Thursday, August 22, 2013

Convocation of sound and technology in Dún Laoghaire


Every year the members of the Irish, Sound, Science and Technology Association (ISSTA) meet somewhere in Ireland to discuss their latest research, listen to lots of intriguing new music, attend workshops on anything from circuit bending to DJ tactics, and generally have a good time. It's not a conference, it's a convocation, a word that better expresses the plurality of activities on offer.

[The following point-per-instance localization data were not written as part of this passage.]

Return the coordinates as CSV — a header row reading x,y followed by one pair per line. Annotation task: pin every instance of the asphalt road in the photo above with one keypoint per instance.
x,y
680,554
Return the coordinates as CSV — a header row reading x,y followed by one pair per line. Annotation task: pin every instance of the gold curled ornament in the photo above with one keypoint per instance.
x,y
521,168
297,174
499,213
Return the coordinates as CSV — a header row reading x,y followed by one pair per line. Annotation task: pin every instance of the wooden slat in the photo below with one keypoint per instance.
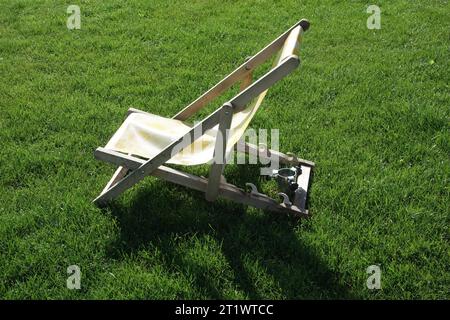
x,y
283,158
235,76
263,83
226,190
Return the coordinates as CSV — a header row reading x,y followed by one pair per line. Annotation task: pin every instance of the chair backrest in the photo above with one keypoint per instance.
x,y
242,119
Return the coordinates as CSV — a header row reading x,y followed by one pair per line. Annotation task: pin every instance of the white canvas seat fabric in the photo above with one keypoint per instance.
x,y
146,135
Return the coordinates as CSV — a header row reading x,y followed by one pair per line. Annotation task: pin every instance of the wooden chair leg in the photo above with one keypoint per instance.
x,y
215,173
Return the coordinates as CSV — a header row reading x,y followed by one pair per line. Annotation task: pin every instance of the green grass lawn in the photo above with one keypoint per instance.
x,y
370,107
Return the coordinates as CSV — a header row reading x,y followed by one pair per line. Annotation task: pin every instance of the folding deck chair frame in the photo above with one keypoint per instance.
x,y
132,169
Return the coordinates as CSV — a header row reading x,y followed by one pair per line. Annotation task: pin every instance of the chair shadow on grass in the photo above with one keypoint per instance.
x,y
162,213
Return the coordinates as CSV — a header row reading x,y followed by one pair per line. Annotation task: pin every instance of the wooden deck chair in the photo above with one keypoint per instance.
x,y
145,142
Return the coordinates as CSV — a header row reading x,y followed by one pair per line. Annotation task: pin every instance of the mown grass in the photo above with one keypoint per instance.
x,y
370,107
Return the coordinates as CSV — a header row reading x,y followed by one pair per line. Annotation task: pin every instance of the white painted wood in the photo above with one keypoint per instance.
x,y
236,75
226,115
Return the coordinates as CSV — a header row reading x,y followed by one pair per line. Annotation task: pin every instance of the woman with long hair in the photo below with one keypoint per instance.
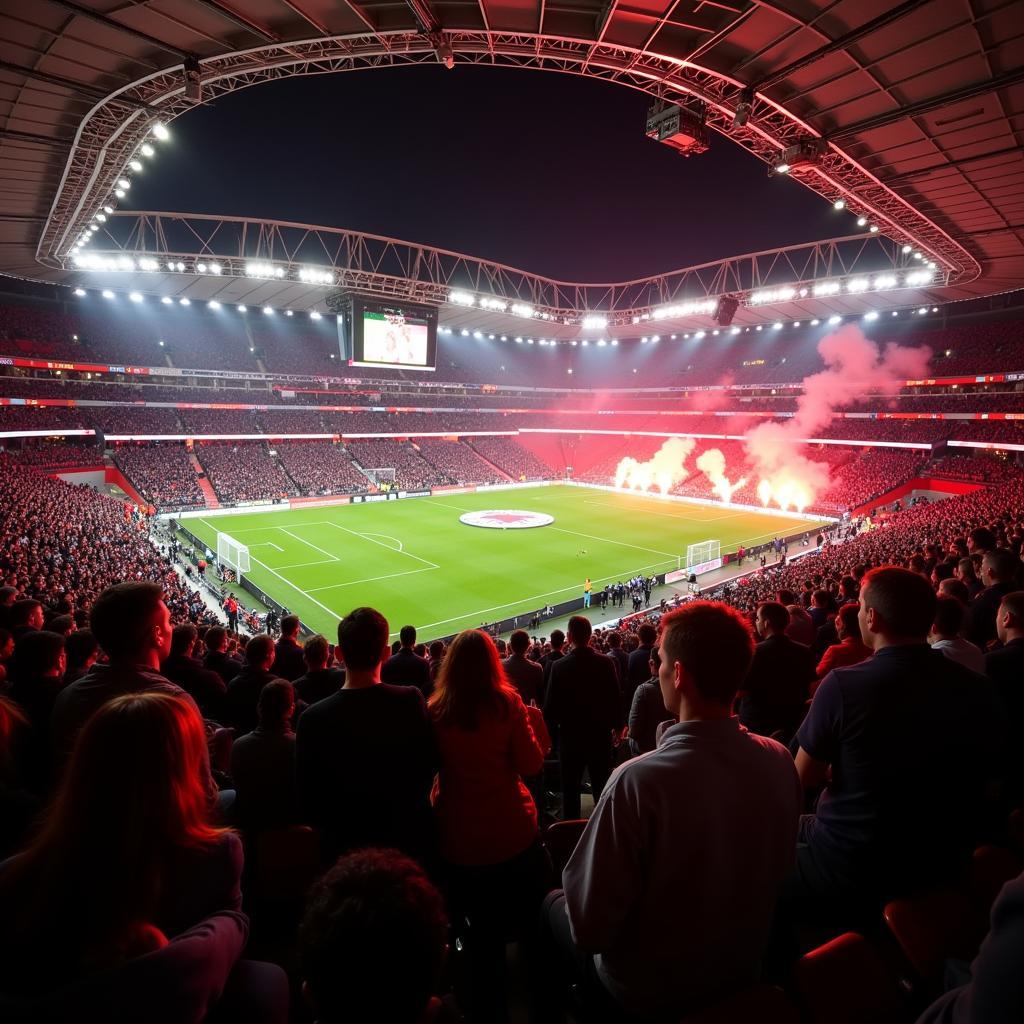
x,y
128,844
495,868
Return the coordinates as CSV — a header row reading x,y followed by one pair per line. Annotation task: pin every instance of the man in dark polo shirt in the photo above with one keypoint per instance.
x,y
907,741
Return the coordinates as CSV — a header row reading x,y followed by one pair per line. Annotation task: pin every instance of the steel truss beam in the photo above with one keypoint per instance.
x,y
387,267
114,129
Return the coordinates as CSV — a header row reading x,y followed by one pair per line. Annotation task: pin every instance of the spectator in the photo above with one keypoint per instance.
x,y
699,830
370,901
317,681
289,659
129,841
584,711
263,763
404,667
851,648
366,758
773,696
525,676
910,737
950,616
495,866
245,688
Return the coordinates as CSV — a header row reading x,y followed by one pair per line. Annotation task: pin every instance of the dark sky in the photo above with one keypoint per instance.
x,y
547,172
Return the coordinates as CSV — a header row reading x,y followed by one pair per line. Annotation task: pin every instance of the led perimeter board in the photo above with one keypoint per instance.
x,y
388,334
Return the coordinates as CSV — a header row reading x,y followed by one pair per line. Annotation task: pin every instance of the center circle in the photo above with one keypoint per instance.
x,y
507,519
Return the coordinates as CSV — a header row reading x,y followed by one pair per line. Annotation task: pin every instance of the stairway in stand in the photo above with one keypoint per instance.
x,y
209,495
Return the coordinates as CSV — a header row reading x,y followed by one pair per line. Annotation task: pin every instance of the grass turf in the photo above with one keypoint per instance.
x,y
418,563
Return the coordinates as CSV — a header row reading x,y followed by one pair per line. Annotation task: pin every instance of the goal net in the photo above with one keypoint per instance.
x,y
232,553
704,557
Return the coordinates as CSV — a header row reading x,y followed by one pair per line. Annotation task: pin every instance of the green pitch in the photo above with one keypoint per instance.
x,y
418,563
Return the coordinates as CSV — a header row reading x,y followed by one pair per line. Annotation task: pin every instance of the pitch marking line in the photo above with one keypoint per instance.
x,y
356,583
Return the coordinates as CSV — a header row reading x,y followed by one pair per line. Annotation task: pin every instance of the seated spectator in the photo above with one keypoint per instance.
x,y
366,757
525,676
81,651
496,869
404,667
289,662
851,648
773,697
317,681
128,841
263,763
907,741
217,659
648,711
950,616
669,895
370,901
245,688
205,687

This year the ISSTA Convocation is 28-29 August at the Dún Laoghaire Institute of Art and Design, just down the tracks from Dublin. Wednesday afternoon I will be delivering the paper "Radio Before and After Radio Waves", which draws on my experience in radiophonics in Canada. I want to define what practical qualities make radio special, but also which topological and network aspects allow us to speak of radio as a concept, a powerful spark to imaginative artistic practice.

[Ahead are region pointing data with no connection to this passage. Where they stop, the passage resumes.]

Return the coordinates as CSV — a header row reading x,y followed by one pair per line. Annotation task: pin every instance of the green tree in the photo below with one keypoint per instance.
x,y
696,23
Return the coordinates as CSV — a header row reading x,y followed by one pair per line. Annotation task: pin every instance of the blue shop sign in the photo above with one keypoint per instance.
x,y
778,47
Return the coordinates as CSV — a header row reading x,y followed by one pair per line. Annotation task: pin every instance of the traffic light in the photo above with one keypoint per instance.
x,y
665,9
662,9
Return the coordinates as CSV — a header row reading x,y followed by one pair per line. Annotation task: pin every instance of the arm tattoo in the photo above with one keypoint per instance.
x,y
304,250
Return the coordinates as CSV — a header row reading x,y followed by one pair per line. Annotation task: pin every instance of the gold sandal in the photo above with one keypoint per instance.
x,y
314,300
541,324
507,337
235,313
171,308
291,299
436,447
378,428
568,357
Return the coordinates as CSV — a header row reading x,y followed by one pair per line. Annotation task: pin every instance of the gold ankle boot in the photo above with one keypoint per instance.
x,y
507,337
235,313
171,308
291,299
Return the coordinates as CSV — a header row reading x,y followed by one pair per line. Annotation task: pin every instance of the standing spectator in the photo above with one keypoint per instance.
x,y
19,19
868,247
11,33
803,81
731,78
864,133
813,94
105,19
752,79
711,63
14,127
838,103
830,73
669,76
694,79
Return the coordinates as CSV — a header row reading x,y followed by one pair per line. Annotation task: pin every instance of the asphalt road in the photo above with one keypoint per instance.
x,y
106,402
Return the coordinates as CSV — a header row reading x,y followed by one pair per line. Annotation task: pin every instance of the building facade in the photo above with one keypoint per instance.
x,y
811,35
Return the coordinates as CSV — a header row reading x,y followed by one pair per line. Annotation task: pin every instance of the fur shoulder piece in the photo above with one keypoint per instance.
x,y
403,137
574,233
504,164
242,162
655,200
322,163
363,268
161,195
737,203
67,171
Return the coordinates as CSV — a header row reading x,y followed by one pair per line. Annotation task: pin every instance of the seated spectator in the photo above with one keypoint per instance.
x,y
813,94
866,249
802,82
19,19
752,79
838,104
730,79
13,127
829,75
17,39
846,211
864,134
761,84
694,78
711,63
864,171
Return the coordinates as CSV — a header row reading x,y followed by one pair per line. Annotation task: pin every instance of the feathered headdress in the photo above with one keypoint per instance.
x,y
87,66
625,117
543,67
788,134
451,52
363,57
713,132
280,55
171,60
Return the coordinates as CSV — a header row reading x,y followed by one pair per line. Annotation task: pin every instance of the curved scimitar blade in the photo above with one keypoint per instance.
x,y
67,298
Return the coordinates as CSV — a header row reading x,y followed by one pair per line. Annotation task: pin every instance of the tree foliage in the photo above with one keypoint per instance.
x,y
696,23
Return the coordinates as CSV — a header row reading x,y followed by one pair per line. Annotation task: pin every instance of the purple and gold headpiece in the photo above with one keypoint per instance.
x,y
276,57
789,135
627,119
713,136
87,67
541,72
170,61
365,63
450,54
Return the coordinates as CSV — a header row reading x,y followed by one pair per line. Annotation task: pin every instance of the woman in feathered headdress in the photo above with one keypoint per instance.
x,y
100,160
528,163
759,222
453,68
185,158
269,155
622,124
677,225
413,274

This fits in with this year's theme of Transmission Drift:

Transmissions enable us to experience ideas, energy, data, sounds, events and art from distant and long ago places. In negating temporal and physical boundaries, transmissions sustain traditions between generations and broadcast across borders. The act of transmission is simultaneously cultural, technological and political, but it is never simple, because transmission requires both senders and receivers, and meanings frequently drift between the two. Messages are distorted, drowned in noise, re-discovered and interpreted, censured, forgotten and forbidden. Mediated and buffeted by the motions of fashion, genre, bandwidth and fidelity, electromagnetic transmissions are an ever-increasing constant. Electromagnetic frequency bands can be commercialised, purchased and sold, making the content of broadcasts answerable to financial enterprise. How, as artists, composers, writers and scientists of sound, might we engage with the concept of transmission?

The convocation is composed of three paper sessions, three concerts, an art walk, a workshop, and keynote address from Darren Copeland of New Adventures in Sound Art in Toronto.

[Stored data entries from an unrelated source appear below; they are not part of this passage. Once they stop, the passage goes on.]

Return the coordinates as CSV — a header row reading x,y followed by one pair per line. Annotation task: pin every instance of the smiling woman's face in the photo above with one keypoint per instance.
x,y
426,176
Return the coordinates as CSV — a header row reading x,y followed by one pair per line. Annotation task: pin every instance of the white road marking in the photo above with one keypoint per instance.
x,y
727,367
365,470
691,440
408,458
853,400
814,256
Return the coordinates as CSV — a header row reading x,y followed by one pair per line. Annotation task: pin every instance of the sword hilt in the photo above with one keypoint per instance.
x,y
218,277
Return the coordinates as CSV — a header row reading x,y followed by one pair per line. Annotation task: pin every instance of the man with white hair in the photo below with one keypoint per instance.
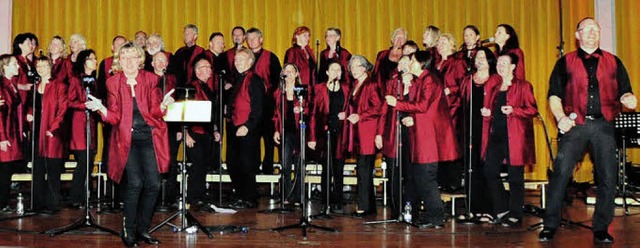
x,y
183,59
154,45
588,88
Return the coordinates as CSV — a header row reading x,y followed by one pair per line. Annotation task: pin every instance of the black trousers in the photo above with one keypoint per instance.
x,y
426,183
406,185
201,155
47,191
78,189
291,160
366,191
598,136
267,130
116,189
143,184
336,181
243,156
496,156
171,177
6,171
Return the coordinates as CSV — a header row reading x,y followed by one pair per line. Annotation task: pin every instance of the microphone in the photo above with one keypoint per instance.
x,y
489,40
88,81
573,116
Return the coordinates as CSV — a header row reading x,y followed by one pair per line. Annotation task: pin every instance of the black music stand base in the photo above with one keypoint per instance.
x,y
304,224
87,221
186,217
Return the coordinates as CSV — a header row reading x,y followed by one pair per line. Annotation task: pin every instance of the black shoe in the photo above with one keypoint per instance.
x,y
337,208
511,222
602,237
244,204
128,241
426,225
75,205
146,237
361,215
546,234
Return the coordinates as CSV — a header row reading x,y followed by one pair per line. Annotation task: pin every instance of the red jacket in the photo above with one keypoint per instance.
x,y
433,137
360,137
77,98
54,108
201,95
10,122
318,122
519,123
575,99
453,71
120,115
301,57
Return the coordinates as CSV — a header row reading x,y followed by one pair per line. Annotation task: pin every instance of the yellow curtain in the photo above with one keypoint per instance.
x,y
366,26
627,37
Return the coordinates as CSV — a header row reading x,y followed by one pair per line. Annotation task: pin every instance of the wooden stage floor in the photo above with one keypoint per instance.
x,y
352,232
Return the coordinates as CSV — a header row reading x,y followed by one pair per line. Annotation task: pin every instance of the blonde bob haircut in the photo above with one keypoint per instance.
x,y
128,47
451,40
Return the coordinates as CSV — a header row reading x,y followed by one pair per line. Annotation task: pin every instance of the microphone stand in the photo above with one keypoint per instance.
x,y
397,164
186,218
305,221
326,213
220,128
88,220
283,209
560,46
469,219
163,204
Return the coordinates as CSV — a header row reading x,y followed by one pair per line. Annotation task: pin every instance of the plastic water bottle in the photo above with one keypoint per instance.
x,y
407,212
20,205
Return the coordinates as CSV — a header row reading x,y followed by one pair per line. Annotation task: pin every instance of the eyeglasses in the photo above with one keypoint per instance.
x,y
589,29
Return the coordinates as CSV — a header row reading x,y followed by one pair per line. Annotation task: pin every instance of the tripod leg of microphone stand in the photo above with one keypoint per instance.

All of this for only 40 Euro, which is surely the cheapest registration fee I'll be paying all year! There are also reduced rates if you can only attend one of the concerts, etc. Full details of the schedule are available on the website.

ISSTC is the biggest event of its kind in Ireland. Anyone with an interest in the sonic arts owes it to themselves to attend!

(Note that I have been forced to cancel my installation/performance Ouroboros, for health reasons. My apologies.)